The decision on bitcoin as a legal tender will take effect on September 7. The agency highlights that regulations must be adapted to the FATF guidelines.

A report by the rating agency Fitch Ratings, published last Friday, June 25, indicates that the law approved in El Salvador that converts bitcoin into legal tender implies risks for banks, including violations of the provisions against money laundering. money and even terrorist financing.

The Fitch Ratings report affirms that the legal instrument that will come into effect on September 7, would increase the regulatory, and operational risks of financial institutions, including the possibility of disrupting international regulations against money laundering and financing of terrorism.

Fitch is, along with Moody’s and Standard & Poors, among the most relevant credit rating agencies in the United States of America.

According to Fitch, the rating agency argues that the chances of using bitcoin in financial obligations, including bank loans, could experience a vast increase in bitcoin traffic through the nation, which may also increase the risks coming from illicit activities to harm the Salvadoran financial system.

Fitch noted that financial regulations must comply with global standards set by the Financial Action Task Force (FATF), which include recommending that cryptocurrency companies share information about their clients.

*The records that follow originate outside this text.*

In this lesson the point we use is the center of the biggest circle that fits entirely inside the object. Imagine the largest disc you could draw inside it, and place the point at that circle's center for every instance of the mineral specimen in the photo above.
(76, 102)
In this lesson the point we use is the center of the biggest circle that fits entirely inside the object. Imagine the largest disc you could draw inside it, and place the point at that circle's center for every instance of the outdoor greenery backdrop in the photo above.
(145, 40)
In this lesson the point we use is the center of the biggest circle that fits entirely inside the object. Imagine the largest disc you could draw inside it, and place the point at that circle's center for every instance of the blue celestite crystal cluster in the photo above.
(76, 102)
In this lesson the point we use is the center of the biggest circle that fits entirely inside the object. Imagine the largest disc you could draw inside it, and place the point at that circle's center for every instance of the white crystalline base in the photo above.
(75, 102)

The agency states that the lack of transparency bitcoin has could increase the risk of money laundering. Regarding this last information, it is also vital to consider that all bitcoin transactions are public and that its accounting book is open and transparent.

The agency highlights that the ratings of the largest banks in El Salvador are based on the support provided by the corporate headquarters of these institutions. Fitch believes that foreign parent banks would bring operational and technical support to handle every risk associated with the implementation of bitcoin, as all operations happen at the headquarters level.

However, there is the impact of regulatory and reputational risks about Fitch’s assessment of the propensity to support corporate headquarters, especially once the scope of the new regulation comes to fruition.

On June 8, the Legislative Assembly of El Salvador approved the so-called Bitcoin Law, introduced by President Nayib Bukele. This law made El Salvador the first country to grant legal tender to bitcoin.

Also, on a broadcast that took place in the national chain last Thursday, the 24th, President Bukele announced the availability of the law in September, as well as a bitcoin wallet or purse, through mobile applications, for all Salvadorans to start gathering currencies in it. The bitcoin wallets will meet their proper delivery with an initial balance of USD 30 in BTC, and will also serve to receive funds and make payments in BTC and in dollars.